When people are rolling into work late again and again, it could be a sign of a much bigger problem. Many managers feel that they are just not motivated, which leads to non-specific answers to the problem. In contrast, knowing what the problems are changes the question from, “How do I motivate them?” to “How do I improve their performance?” Understanding this concept leads to specific actions that can be taken.
Personal Problems It is the mother of all reasons. There could be a whole host of things the employee indicates they are having problems with: sick kids, car problems, family issues, death in the family and personal issues. The list can get quite long and these types of problems are not hard to detect on the job.
Personal problems at work create all kinds of challenges. It causes tension, frustration, and anger, which ultimately will affect fellow employees as well as customers. Sometimes, you don’t even know there is anything wrong because the person experiencing the problem will appear to be very calm, at least on the outside. Sometimes, the poor performance is permitted by the manager because of the personal problems.
Whether you know about them or not, there are often performance issues that appear.
What Can You Do?
- First, you need to recognize that home life is becoming much more important to people. With the increase in single parents, it creates a lot of challenges for the parent. But understand that sometimes a manager, by permitting personal problems to be a reason, creates and allows poor performance to continue.
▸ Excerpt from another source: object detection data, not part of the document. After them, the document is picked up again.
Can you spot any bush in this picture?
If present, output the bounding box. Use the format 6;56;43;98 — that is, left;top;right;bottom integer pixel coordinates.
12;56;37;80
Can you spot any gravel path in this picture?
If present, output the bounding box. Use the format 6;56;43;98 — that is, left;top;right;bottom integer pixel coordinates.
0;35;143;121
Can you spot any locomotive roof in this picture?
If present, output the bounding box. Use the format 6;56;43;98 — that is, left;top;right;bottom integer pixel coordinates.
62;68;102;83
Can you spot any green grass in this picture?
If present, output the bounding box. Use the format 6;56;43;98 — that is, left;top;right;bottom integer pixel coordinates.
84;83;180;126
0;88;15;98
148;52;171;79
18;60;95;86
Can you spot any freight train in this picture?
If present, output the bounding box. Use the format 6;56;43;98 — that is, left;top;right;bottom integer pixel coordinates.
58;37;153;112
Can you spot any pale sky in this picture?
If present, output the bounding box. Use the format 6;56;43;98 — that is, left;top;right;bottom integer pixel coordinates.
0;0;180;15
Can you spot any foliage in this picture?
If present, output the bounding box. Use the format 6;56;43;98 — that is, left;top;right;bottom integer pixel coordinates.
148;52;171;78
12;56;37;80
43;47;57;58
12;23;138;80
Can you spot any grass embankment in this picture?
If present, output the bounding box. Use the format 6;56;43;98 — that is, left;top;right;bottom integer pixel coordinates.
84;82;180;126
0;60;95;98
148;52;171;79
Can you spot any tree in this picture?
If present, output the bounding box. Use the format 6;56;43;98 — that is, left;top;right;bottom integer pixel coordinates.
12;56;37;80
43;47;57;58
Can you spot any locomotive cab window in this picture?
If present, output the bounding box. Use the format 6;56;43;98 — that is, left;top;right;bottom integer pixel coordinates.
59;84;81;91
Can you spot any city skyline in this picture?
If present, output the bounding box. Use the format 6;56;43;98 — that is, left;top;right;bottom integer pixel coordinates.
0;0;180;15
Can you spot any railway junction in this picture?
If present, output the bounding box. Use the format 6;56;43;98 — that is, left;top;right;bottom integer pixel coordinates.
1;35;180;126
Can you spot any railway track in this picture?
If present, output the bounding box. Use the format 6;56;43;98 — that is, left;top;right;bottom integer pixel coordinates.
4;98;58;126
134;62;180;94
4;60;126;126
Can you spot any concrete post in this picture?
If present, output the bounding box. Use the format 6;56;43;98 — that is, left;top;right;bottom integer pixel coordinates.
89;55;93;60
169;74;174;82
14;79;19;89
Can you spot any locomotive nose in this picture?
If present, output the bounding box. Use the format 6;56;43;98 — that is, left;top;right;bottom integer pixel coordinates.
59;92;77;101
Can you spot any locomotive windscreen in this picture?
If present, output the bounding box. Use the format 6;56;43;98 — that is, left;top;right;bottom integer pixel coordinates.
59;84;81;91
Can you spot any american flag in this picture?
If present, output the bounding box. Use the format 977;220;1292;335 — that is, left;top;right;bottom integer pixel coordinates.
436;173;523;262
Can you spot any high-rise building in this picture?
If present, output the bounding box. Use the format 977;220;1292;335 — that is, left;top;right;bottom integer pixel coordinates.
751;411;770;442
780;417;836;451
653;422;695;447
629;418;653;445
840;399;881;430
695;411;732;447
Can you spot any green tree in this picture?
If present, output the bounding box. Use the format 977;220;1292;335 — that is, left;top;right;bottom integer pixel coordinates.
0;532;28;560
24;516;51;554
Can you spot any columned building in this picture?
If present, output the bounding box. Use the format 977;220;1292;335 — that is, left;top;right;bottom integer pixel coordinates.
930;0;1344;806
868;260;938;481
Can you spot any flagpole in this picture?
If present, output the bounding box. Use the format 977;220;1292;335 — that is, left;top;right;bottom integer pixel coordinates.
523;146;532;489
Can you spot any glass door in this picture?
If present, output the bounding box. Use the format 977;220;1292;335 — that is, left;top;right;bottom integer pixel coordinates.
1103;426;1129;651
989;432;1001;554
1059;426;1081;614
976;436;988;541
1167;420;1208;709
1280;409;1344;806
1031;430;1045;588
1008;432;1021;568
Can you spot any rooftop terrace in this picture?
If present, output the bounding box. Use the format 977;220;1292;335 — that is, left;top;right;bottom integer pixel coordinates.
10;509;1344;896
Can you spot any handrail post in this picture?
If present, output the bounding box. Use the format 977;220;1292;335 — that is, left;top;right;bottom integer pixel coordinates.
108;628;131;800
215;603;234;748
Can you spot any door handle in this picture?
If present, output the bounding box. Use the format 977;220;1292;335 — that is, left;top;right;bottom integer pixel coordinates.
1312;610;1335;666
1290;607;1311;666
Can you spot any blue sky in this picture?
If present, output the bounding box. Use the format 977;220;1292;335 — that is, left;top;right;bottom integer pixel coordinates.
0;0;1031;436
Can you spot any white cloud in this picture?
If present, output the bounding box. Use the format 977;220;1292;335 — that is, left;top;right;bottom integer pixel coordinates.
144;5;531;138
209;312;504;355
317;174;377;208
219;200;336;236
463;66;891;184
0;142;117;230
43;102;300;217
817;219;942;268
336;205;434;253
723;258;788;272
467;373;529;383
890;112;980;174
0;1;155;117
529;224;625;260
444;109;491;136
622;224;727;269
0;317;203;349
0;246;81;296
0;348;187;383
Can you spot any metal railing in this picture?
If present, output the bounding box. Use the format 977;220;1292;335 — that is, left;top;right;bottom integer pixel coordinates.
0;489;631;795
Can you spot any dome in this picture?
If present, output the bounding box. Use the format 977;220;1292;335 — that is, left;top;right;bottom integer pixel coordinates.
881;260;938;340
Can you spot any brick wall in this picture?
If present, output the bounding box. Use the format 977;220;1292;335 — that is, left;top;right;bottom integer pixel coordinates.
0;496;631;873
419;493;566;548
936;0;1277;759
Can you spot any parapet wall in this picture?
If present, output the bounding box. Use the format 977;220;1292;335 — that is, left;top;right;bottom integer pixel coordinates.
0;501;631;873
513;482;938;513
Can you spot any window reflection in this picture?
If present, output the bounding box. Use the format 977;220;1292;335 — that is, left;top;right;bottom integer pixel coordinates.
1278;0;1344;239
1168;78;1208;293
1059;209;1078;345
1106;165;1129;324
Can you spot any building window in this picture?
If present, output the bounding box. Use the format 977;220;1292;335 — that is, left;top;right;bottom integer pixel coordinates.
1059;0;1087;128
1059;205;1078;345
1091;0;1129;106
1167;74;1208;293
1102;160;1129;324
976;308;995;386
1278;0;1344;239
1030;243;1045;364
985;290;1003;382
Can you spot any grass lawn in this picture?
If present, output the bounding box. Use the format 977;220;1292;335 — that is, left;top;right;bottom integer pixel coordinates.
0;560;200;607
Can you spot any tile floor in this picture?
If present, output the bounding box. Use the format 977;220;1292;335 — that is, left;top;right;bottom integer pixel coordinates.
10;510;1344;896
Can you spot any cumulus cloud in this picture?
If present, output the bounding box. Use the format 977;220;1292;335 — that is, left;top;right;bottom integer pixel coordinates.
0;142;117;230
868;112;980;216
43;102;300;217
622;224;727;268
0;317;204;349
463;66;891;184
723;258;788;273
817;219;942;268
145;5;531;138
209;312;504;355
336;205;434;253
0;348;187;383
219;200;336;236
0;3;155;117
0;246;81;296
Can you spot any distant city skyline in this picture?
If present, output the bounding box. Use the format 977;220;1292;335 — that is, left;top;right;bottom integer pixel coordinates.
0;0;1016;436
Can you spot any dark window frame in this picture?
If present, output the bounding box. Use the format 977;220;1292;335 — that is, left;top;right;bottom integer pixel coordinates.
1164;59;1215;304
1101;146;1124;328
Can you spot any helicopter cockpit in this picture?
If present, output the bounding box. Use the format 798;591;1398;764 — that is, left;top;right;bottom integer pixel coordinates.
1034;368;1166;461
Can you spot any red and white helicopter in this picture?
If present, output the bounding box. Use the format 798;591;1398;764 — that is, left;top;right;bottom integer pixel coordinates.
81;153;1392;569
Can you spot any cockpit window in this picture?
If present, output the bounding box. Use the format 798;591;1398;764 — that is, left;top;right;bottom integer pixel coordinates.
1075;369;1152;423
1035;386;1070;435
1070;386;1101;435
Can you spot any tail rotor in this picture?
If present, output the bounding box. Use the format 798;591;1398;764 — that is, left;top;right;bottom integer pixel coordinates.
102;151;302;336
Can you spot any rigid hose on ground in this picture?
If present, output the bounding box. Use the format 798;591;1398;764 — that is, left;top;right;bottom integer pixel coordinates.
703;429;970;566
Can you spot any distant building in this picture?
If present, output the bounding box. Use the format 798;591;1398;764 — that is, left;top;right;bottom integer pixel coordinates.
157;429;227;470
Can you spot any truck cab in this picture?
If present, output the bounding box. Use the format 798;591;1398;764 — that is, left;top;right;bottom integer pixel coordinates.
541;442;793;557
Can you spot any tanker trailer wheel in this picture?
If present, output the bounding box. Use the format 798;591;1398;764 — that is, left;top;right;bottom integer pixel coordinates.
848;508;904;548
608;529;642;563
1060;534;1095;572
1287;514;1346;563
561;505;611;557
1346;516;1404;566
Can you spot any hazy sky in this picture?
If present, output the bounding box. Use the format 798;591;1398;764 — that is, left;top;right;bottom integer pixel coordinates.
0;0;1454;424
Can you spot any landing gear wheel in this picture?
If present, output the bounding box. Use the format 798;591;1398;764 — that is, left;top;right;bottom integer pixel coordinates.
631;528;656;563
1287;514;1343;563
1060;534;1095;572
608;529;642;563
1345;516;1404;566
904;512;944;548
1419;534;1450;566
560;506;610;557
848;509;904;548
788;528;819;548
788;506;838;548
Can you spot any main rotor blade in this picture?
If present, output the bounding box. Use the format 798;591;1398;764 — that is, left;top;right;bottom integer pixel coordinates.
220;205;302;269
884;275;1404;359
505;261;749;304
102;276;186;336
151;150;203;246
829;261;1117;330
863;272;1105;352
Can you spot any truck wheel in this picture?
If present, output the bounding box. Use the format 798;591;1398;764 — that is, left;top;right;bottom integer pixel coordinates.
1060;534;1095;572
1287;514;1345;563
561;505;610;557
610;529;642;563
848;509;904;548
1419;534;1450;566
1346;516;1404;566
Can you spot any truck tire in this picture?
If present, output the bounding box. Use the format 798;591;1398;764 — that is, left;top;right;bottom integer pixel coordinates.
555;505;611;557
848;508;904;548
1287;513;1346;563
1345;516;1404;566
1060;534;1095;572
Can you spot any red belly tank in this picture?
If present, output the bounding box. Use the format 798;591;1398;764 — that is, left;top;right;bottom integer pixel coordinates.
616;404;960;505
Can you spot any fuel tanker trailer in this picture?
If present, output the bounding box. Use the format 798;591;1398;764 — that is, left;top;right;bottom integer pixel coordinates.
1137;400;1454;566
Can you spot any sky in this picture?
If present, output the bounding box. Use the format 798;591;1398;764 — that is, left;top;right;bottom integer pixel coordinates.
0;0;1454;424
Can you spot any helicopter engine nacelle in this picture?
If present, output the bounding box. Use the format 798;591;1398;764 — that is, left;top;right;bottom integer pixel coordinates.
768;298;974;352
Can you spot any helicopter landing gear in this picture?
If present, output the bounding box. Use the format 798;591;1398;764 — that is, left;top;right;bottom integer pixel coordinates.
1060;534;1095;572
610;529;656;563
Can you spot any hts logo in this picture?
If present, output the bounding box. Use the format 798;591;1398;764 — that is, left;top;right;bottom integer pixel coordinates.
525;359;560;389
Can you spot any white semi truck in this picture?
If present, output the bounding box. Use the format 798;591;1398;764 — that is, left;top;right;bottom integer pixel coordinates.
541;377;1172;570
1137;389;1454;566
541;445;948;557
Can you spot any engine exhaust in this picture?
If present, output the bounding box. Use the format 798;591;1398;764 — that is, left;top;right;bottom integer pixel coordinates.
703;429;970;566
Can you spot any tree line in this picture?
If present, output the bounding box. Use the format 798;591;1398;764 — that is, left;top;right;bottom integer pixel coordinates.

- Permit the employee time off to handle their personal business. Allow them to start early, stay late or leave early on other days to tend to their business, but it should be planned in advance. Ask them to make up the time at a later date when it is convenient for them. Allow them to use their vacation and/or sick time.
- Emergency-related time off can be much more of a problem, but it is critical that a manager respond to this kind of request as a top priority. Arrange for work coverage; re-organize the work or whatever it takes in order to address the nature of the employee’s emergency.
- Make yourself available to people to allow them to discuss what their problems are with you. Sometimes, just talking about them helps people come to a solution. Help them find professional help when necessary. Do not play amateur psychologist as you will fail.
- Discuss the problem and determine if you can help the problem go away or direct them to assistance.
- Explain that there are really two problems. Their personal problem and the poor performance.
- Explain that you understand that personal problems do not go away overnight, but the work problem needs to be resolved quickly. “I may not be able to help with the first, but how can I help with the second?”
- Ask for their cooperation. Most often they will respond in a very positive manner.
- Determine what problems you and your company can live with as reasons for poor performance. Managers should have a standardized way to handle these kinds of situations in the workplace.
If you are considering a flexible schedule to help engage employees, consider the following tips.
- Be consistent: The policy should outline who is eligible for flexible schedules. You need to make sure you stick to that policy.
- Coordinate: Make sure everyone is aware of the policy. Make sure they know who is using it, and in what capacity.
- Communicate: Make sure you talk openly and honestly about the policy and make sure to address any concerns employees may have. Keep an open mind to any comments and feedback.
- Check in: Make sure to meet with your employees on a regular basis to evaluate how things are going with the policy and make changes, as needed.